Installing Ensembl Data¶
The install step converts the downloaded data into more efficient data structures. These are written to the install_path as specified in the config file.
The install command requires the path to the download directory.
$ eti install -d <dirname>
Note
You can utilize multiple processes on your machine for this installation step with the -np # argument. We recommend specifying the same number of processes as the number of genomes, e.g. -np 10 for ten genomes.
Warning
At present, installation is not interruptible. If you restart an installation, you will need to force overwriting of the current one using the --force_overwrite argument.
What Is Installed¶
$ ls data/apes-115
compara
genomes
installed.cfg
The installed.cfg file also specifies the Ensembl release, the software versions used during installation, and under the section species_map, the mapping of genome names to different "names", such as the abbreviation. This is just a plain text file which you can edit.
Note
Changing the abbreviations to something that you find easier to type can be useful as these are employed in the command line interface.
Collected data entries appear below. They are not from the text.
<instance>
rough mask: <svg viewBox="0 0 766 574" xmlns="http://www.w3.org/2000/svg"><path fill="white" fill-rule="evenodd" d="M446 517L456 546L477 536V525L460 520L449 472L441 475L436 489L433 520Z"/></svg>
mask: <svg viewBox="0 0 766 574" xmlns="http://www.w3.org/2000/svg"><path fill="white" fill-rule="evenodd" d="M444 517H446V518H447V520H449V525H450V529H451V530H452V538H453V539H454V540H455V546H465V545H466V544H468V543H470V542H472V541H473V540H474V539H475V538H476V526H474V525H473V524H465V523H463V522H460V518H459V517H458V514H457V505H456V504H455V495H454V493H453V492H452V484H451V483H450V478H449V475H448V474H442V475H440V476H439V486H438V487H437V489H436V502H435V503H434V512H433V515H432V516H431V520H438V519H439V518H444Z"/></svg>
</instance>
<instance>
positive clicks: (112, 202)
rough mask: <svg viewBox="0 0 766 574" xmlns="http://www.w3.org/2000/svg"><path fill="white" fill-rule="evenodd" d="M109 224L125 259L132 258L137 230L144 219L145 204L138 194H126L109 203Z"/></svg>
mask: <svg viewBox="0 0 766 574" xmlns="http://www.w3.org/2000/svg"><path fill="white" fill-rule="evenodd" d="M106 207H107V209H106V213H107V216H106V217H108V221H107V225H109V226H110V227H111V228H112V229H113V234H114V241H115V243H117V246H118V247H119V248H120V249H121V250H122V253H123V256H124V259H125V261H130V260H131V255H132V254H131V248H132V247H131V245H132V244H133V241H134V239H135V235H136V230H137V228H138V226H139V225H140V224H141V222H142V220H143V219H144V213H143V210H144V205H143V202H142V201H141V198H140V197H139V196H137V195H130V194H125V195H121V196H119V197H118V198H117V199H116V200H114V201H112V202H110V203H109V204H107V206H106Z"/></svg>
$ cat data/apes-115/installed.cfg
[release]
release = 115
[software versions]
ensembl_tui = 0.4.3
cogent3_h5seqs = 0.7.0
numpy = 2.3.3
polars = 1.33.1
typing_extensions = 4.15.0
trogon = 0.6.0
duckdb = 1.3.1
unsync = 1.4.0
rich = 14.1.0
click = 8.2.1
scitrack = 2024.10.8
pyarrow = 21.0.0
numba = 0.62.1
cogent3 = 2025.9.8a3
[species_map]
header = genome_name abbrev common_name db_prefix
pan_troglodytes = chimp chimpanzee pan_troglodytes
gorilla_gorilla = gorilla gorilla gorilla_gorilla
homo_sapiens = human human homo_sapiens
The output also lists the versions of the software dependencies that were present at the time of installation. This is intended for debugging purposes.
Check Your Installation¶
Once you have finished your installation, you can check its contents using the installed command. This includes the listing of software versions at the time of the installation (useful for troubleshooting) plus species names, abbreviations etc..
$ eti installed -i data/apes-115
Ensembl release: 115
Installed genomes:
┏━━━━━━━━━┳━━━━━━━━━━━━━━━━━┳━━━━━━━━━━━━━┓
┃ abbrev ┃ genome ┃ common name ┃
┡━━━━━━━━━╇━━━━━━━━━━━━━━━━━╇━━━━━━━━━━━━━┩
│ gorilla │ gorilla_gorilla │ gorilla │
│ human │ homo_sapiens │ human │
│ chimp │ pan_troglodytes │ chimpanzee │
└─────────┴─────────────────┴─────────────┘
Installed homologies: ✅
Installed alignments: ✅
Installation software versions:
┏━━━━━━━━━━━━━━━━━━━┳━━━━━━━━━━━━┓
┃ package ┃ version ┃
┡━━━━━━━━━━━━━━━━━━━╇━━━━━━━━━━━━┩
│ click │ 8.2.1 │
│ cogent3 │ 2025.9.8a3 │
│ cogent3_h5seqs │ 0.7.0 │
│ duckdb │ 1.3.1 │
│ ensembl_tui │ 0.4.3 │
│ numba │ 0.62.1 │
│ numpy │ 2.3.3 │
│ polars │ 1.33.1 │
│ pyarrow │ 21.0.0 │
│ rich │ 14.1.0 │
│ scitrack │ 2024.10.8 │
│ trogon │ 0.6.0 │
│ typing_extensions │ 4.15.0 │
│ unsync │ 1.4.0 │
└───────────────────┴────────────┘
Note
Here we start specifying the installation directory using the -i option. This is required for all commands that reference an installation.